20 Eylül 2010 09:39 tsi
58 Washington'u hizaya getirdi Bu mesaj Ankara'ya: Obama'ya gözün gibi bak.

12 Eylül referandumundan üç gün sonra Washington'da German Marshall Fund'un (GMF) 'Transatlantik Eğilimler' araştırmasının açıklanması vesilesiyle konuşan ABD Dışişleri Bakan Yardımcısı Philip Gordon, Türkiye'ye ilişkin mesajlarının yumuşaklığıyla izleyenleri şaşırttı.

Halbuki aynı üst düzey yetkili, Toronto'daki G20 zirvesinden hemen önce Ankara'ya mesaj vermek üzere Associated Press'i kendisiyle röportaja davet etmiş, Erdoğan hükümetine İran politikasından dolayı zehir zemberek eleştiriler yöneltmişti. Şimdi neden böyle davranıyor olabilirdi?

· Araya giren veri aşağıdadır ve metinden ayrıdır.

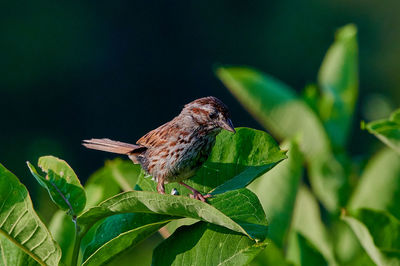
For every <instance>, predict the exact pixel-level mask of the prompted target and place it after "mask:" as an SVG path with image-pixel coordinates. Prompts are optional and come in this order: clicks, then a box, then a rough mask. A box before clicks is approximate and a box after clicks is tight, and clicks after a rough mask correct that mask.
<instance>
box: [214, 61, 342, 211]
mask: <svg viewBox="0 0 400 266" xmlns="http://www.w3.org/2000/svg"><path fill="white" fill-rule="evenodd" d="M217 75H218V77H219V78H220V79H221V80H222V82H223V83H224V84H225V86H227V87H228V89H229V90H230V91H231V92H232V93H233V94H234V95H235V96H236V98H237V99H238V100H239V101H240V102H241V103H242V104H243V105H244V107H246V109H247V110H248V111H249V112H250V113H251V114H252V115H253V116H254V117H255V118H256V119H257V120H258V121H259V122H260V123H261V124H262V125H263V126H264V127H265V128H267V129H268V130H271V131H272V132H273V133H274V134H275V135H276V136H277V137H279V138H282V139H284V138H287V139H290V138H292V137H294V136H296V135H299V136H300V138H301V142H300V146H301V150H302V151H303V152H304V155H305V157H306V159H307V161H308V163H309V166H310V172H309V173H310V182H311V185H312V188H313V190H314V191H315V193H316V195H317V196H318V198H319V199H320V200H321V201H322V203H323V204H324V205H325V207H326V208H327V209H328V210H330V211H331V212H335V211H338V210H339V207H341V206H344V204H345V203H346V201H347V198H348V191H349V188H348V180H347V176H346V173H345V171H344V169H343V168H342V166H341V164H340V163H339V162H338V161H337V160H336V158H335V157H334V155H333V153H332V150H331V147H330V142H329V139H328V136H327V134H326V132H325V129H324V127H323V125H322V123H321V121H320V120H319V118H318V117H317V115H316V114H315V113H314V112H313V111H312V110H311V109H310V107H309V106H307V104H306V103H305V102H304V101H302V100H301V99H300V98H299V97H298V96H297V95H296V94H295V92H294V91H293V90H292V89H291V88H289V87H288V86H286V85H285V84H283V83H281V82H280V81H277V80H275V79H274V78H272V77H270V76H268V75H266V74H262V73H261V72H258V71H256V70H253V69H250V68H241V67H225V68H224V67H221V68H219V69H218V70H217Z"/></svg>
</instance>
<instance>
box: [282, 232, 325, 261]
mask: <svg viewBox="0 0 400 266" xmlns="http://www.w3.org/2000/svg"><path fill="white" fill-rule="evenodd" d="M291 238H292V240H291V245H292V247H291V249H289V252H288V255H287V257H288V260H289V261H292V262H293V263H295V264H296V265H328V263H327V262H326V260H325V259H324V257H323V256H322V255H321V253H319V251H318V249H317V248H316V247H315V246H314V245H313V244H312V243H311V242H309V241H308V240H307V239H306V238H305V237H304V236H302V235H301V234H300V233H298V232H293V234H291Z"/></svg>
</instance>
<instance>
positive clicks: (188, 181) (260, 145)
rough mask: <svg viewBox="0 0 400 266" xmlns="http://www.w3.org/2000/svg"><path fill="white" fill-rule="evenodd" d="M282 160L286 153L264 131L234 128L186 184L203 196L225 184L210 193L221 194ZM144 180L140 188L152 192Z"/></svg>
mask: <svg viewBox="0 0 400 266" xmlns="http://www.w3.org/2000/svg"><path fill="white" fill-rule="evenodd" d="M285 158H286V156H285V152H284V151H282V150H280V149H279V146H278V144H277V143H276V141H275V140H274V139H273V138H272V137H271V136H270V135H268V134H267V133H266V132H264V131H259V130H254V129H250V128H236V134H232V133H231V132H227V131H222V132H221V133H220V134H219V135H218V136H217V140H216V143H215V145H214V147H213V149H212V152H211V154H210V156H209V158H208V160H207V161H206V162H205V163H204V164H203V166H202V167H201V168H200V169H199V170H198V171H197V172H196V174H195V176H194V177H193V178H190V179H189V180H186V181H185V183H187V184H188V185H190V186H192V187H194V188H195V189H197V190H199V191H201V192H203V193H206V192H210V191H211V190H212V189H214V188H216V187H218V186H221V185H222V184H224V185H222V186H221V187H218V188H216V190H215V191H213V194H217V193H222V192H224V191H227V190H232V189H238V188H242V187H244V186H246V185H247V184H249V183H251V182H252V181H253V180H254V179H255V178H257V177H258V176H260V175H262V174H263V173H264V172H266V171H268V170H269V169H271V168H272V167H274V166H275V165H277V164H278V163H279V162H280V161H282V160H283V159H285ZM143 177H144V175H143ZM143 177H142V178H139V181H138V184H139V186H140V187H141V188H142V189H143V190H150V191H155V187H156V185H155V183H154V182H153V181H152V180H150V178H143ZM231 179H232V180H231ZM228 180H230V181H229V182H227V181H228ZM225 182H227V183H225ZM172 188H177V189H178V191H179V193H180V195H186V194H187V193H188V192H189V190H187V189H183V188H182V186H181V185H179V184H176V183H172V184H168V185H167V186H166V191H167V192H169V191H171V189H172Z"/></svg>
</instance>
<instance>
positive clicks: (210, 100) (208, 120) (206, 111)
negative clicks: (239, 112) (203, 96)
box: [181, 96, 236, 133]
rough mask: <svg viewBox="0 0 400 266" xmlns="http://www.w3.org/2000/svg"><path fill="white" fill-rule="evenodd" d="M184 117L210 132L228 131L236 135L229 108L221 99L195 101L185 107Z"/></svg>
mask: <svg viewBox="0 0 400 266" xmlns="http://www.w3.org/2000/svg"><path fill="white" fill-rule="evenodd" d="M181 114H182V115H184V116H190V117H191V118H192V119H193V121H194V122H195V123H197V124H199V125H201V126H203V127H204V128H207V129H209V130H214V129H221V128H222V129H226V130H228V131H230V132H233V133H235V132H236V131H235V128H234V127H233V124H232V121H231V118H230V114H229V110H228V107H227V106H226V105H225V104H224V103H223V102H222V101H220V100H219V99H217V98H215V97H213V96H209V97H204V98H200V99H197V100H194V101H193V102H190V103H188V104H186V105H185V107H184V108H183V110H182V112H181Z"/></svg>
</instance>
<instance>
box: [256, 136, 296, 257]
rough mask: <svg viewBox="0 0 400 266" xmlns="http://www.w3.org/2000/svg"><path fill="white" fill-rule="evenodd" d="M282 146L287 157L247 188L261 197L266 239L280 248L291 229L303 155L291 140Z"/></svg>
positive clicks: (283, 243)
mask: <svg viewBox="0 0 400 266" xmlns="http://www.w3.org/2000/svg"><path fill="white" fill-rule="evenodd" d="M282 147H283V149H288V151H289V152H288V159H287V160H285V161H283V162H282V163H280V164H279V165H277V166H276V167H275V168H274V169H272V170H271V171H269V172H268V173H266V174H264V175H263V176H262V177H260V178H259V179H258V180H256V181H255V182H254V183H252V184H251V185H250V187H249V189H250V190H251V191H253V192H254V193H255V194H256V195H257V196H258V198H259V199H260V202H261V204H262V206H263V208H264V211H265V213H266V215H267V220H268V223H269V225H268V238H269V239H271V240H272V241H273V242H274V243H275V244H276V245H277V246H278V247H279V248H282V247H283V245H284V242H285V240H286V237H287V232H288V230H289V228H290V224H291V220H292V216H293V209H294V204H295V201H296V195H297V190H298V187H299V181H300V179H301V176H302V172H303V157H302V155H301V153H300V151H299V147H298V144H297V143H296V142H295V141H291V142H289V143H286V144H284V145H283V146H282ZM266 251H267V249H266Z"/></svg>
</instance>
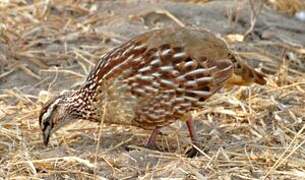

GMF'nin raporu, Türkiye'de kamuoyu ekseninin ABD, AB ve NATO'dan kaydığı iddialarını destekleyen ciddi veri ve analizlerle doluydu. Üstelik GMF'ciler önceki birkaç raporlarında 11 AB üyesi ülkeyle aynı gruba koydukları Türkiye'yi bu kez farklı bir kategoriye ayırmış, grafiklerin birçoğunda müstakil bir mukayese sütunu açmışlardı. (Herhalde 'ayrıcalıklı ortaklık' isteyen Avrupalılar bundan memnun olmuştur.) Ancak Philip Gordon, Türkiye'de eksen kayması olduğunu destekler mahiyette bir şey söylememeye gayret etti. Hatta Erdoğan hükümetine adeta kaşının üstünde gözü var bile demedi. Bana göre Gordon'un tavrında 'yüzde 58 faktörü' çok etkili olmuştu. Referandum sonucu bir çeşit güvenoyu da alan AK Parti'nin en azından bir dönem daha gidici olmadığını idrak eden Amerikan yönetimi, hemen kendine bir balans ayarı yapmıştı. Böylelikle ABD'de uzun süredir Erdoğan hükümeti aleyhine kazan kaynatanlar, bir kez daha hedeflerine ulaşamamıştı.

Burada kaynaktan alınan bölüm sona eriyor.